Possible next blog topics include: how to transform convoluted sentences into sentences where ideas shine through; some causes of confused writing in science; can/should journal editors make clear writing a journal priority?; tips on writing paper titles; the benefits of the Structured Abstract; tips on writing logical Introductions; tips on writing logical Discussions. Please let me know if you’re interested in any of the above blog possibilities.

Hi Everyone,
I’m delighted to have the chance to share ideas about the current state of “the scientific paper”. From my perspective as a professor who teaches researchers how to write persuasive and clear manuscripts, I can tell you two things: 1) the papers published in most journals are unnecessarily confusing and 2) most scientists can learn how to write simply and clearly. In short, I think that’s it’s time for a paradigm shift in how research is communicated. Furthermore, I believe that scientists need to take courses on how to write about their research in a way that captures the enthusiasm they have for their research and that enables multi-disciplinary readers to read and ENJOY their articles. Although it’s much more difficult to write clearly and precisely about one’s research, the advantages of doing so are huge because clear writing leads to clear thinking – for both the researcher and the reader alike.
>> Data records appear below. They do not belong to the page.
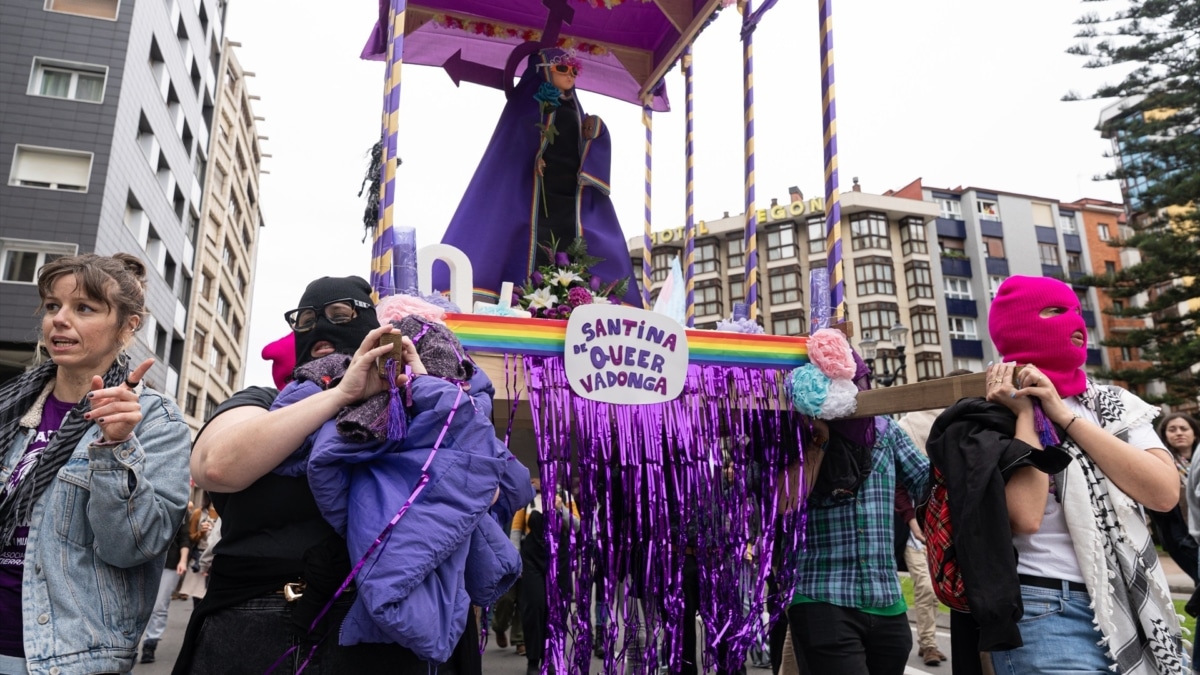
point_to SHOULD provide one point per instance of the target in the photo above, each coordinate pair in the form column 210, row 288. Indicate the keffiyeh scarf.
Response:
column 17, row 396
column 1116, row 555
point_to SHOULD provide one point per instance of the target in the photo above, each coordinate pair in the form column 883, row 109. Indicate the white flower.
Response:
column 564, row 278
column 541, row 299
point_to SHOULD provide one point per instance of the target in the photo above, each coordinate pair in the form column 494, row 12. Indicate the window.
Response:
column 706, row 257
column 816, row 234
column 924, row 327
column 785, row 286
column 708, row 300
column 912, row 237
column 994, row 285
column 736, row 250
column 94, row 9
column 994, row 246
column 198, row 338
column 660, row 266
column 73, row 82
column 963, row 328
column 1075, row 263
column 875, row 275
column 51, row 168
column 876, row 318
column 192, row 401
column 988, row 209
column 1048, row 254
column 1067, row 223
column 869, row 231
column 951, row 208
column 787, row 323
column 929, row 366
column 917, row 278
column 957, row 287
column 781, row 243
column 23, row 258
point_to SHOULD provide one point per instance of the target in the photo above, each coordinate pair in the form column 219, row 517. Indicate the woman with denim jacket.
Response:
column 93, row 478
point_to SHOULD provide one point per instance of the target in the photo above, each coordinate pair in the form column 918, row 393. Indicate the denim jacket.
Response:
column 97, row 541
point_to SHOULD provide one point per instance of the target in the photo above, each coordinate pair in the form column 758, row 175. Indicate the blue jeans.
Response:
column 1059, row 637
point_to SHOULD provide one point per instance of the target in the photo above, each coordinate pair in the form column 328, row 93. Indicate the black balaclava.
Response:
column 345, row 338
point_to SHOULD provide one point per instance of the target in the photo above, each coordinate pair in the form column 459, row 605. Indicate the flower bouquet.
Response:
column 553, row 291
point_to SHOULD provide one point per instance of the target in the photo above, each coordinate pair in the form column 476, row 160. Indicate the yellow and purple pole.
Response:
column 382, row 278
column 648, row 238
column 751, row 222
column 833, row 199
column 690, row 227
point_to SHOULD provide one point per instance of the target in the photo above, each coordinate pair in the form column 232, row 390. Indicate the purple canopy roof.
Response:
column 625, row 49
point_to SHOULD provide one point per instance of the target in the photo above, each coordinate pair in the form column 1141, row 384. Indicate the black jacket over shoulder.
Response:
column 972, row 443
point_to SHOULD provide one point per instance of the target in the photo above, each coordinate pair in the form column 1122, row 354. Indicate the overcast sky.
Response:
column 953, row 91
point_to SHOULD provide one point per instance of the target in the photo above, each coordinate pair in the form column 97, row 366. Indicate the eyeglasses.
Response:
column 303, row 320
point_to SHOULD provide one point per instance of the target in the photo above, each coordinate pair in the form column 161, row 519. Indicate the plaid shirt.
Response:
column 849, row 559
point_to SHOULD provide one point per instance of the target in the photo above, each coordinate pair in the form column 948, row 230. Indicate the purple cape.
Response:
column 497, row 219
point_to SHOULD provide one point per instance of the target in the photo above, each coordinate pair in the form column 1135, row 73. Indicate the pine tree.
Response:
column 1157, row 43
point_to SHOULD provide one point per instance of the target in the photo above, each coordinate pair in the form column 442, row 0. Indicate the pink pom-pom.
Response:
column 395, row 308
column 829, row 351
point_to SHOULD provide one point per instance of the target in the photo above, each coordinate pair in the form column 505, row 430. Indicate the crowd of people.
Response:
column 1059, row 476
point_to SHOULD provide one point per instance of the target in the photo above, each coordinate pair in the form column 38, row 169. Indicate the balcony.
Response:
column 955, row 306
column 952, row 228
column 996, row 267
column 966, row 348
column 954, row 266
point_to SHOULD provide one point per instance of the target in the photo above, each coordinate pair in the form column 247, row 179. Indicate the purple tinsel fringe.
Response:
column 654, row 484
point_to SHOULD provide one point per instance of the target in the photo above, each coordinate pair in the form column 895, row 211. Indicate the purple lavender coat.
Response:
column 447, row 551
column 496, row 222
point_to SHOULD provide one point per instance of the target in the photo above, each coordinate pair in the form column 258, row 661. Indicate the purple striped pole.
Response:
column 648, row 240
column 690, row 228
column 833, row 198
column 381, row 263
column 751, row 223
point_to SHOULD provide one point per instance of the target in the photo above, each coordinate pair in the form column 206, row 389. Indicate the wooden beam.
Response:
column 672, row 54
column 678, row 12
column 923, row 395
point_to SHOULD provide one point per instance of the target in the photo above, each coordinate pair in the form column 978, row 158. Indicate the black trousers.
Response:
column 837, row 640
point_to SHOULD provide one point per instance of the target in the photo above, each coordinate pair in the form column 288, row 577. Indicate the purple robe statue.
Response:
column 511, row 207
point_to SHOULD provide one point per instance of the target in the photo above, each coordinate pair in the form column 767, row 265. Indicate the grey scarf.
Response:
column 16, row 398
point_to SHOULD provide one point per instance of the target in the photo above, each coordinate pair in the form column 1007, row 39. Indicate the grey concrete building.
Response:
column 106, row 109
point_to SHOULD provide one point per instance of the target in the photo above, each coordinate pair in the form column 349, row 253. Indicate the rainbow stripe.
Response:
column 540, row 336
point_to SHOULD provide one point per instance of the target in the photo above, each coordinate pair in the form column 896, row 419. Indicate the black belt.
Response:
column 1053, row 584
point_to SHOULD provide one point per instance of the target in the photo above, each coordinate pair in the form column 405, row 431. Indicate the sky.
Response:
column 953, row 91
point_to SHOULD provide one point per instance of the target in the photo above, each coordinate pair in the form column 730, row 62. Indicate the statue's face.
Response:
column 563, row 77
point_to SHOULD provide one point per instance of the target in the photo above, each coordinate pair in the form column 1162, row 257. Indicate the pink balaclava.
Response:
column 282, row 354
column 1021, row 335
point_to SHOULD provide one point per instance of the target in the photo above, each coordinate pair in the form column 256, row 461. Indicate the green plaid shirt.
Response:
column 849, row 559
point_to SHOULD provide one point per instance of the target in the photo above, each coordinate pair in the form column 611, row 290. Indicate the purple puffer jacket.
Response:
column 445, row 553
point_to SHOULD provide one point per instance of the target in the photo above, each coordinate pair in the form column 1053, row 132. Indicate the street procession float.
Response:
column 672, row 441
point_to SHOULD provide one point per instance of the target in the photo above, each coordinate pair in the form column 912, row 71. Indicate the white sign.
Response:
column 624, row 356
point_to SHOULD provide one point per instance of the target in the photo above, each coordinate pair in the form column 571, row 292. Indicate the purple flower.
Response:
column 576, row 297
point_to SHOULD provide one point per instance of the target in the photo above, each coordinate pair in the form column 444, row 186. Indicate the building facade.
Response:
column 108, row 111
column 888, row 263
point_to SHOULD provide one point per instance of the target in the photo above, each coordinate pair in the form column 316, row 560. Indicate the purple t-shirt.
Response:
column 12, row 557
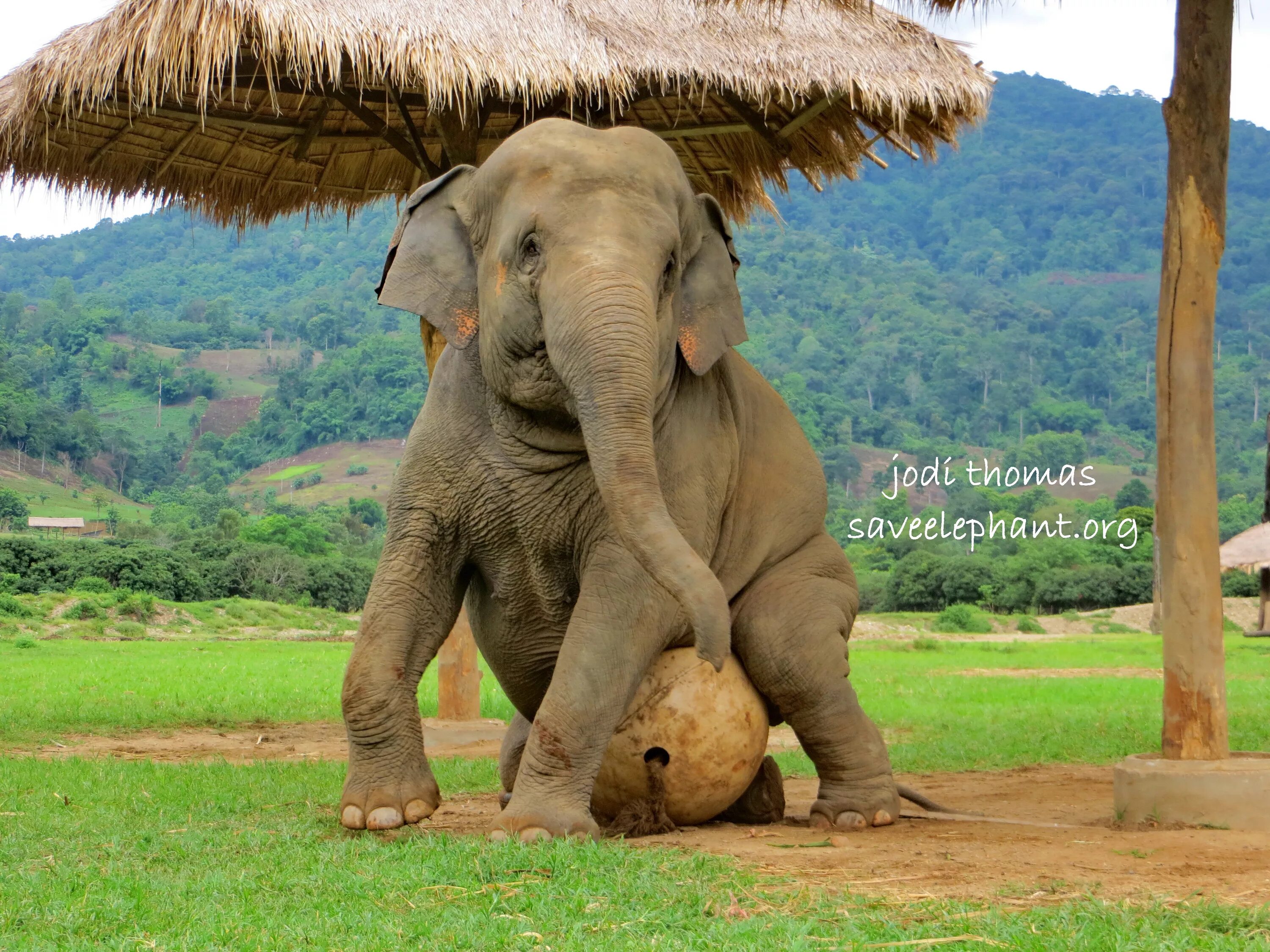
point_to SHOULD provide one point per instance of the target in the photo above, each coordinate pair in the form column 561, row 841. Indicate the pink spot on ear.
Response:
column 465, row 325
column 690, row 343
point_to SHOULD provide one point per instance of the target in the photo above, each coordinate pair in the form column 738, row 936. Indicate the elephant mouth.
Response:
column 521, row 431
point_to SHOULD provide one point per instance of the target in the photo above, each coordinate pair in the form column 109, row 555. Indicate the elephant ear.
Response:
column 710, row 315
column 431, row 270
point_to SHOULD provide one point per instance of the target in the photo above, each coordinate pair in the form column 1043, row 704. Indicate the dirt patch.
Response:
column 379, row 456
column 1053, row 838
column 286, row 742
column 1240, row 611
column 1024, row 864
column 244, row 361
column 1060, row 673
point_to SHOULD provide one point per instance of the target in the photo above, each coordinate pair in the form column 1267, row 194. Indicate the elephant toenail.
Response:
column 353, row 818
column 418, row 810
column 851, row 820
column 384, row 818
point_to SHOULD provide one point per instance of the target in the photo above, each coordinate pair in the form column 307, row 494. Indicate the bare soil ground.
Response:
column 224, row 417
column 272, row 742
column 379, row 456
column 1241, row 611
column 1051, row 836
column 244, row 361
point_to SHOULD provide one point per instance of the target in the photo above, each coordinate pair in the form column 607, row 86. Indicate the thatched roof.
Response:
column 246, row 110
column 1250, row 550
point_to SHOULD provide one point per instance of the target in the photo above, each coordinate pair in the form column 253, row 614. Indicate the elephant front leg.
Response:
column 412, row 606
column 621, row 622
column 790, row 633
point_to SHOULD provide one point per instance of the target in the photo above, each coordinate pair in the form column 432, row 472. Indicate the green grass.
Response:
column 138, row 855
column 293, row 471
column 935, row 719
column 134, row 855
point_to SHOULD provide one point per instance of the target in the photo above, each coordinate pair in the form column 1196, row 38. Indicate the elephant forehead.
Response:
column 558, row 157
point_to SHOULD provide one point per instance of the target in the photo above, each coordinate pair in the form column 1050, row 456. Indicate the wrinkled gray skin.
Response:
column 602, row 478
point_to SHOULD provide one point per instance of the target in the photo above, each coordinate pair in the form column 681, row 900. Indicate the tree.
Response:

I think that most scientists would agree that the causes behind confused writing are complex. Some of these causes are deliberate (and include a desire to plump up small findings or a desire to keep others out of the field by using convoluted sentences and lots of specialized terminology). Some other factors that drive the confusion are simply rooted in a lack of training on how to write and edit a scientific manuscript or confusion on the part of writers about the story they’re trying to tell. Whatever the reasons behind the confusion, this style of writing does disproportionate damage to the whole scientific enterprise because as we all know, the best science is based on the work of others and perpetuates continued research in a field.
So I say it’s time for a change. Since the whole research process is only really over once the published article is read and understood, it would be great if the scientific community decides to take a second look at the quality of writing of scientific articles.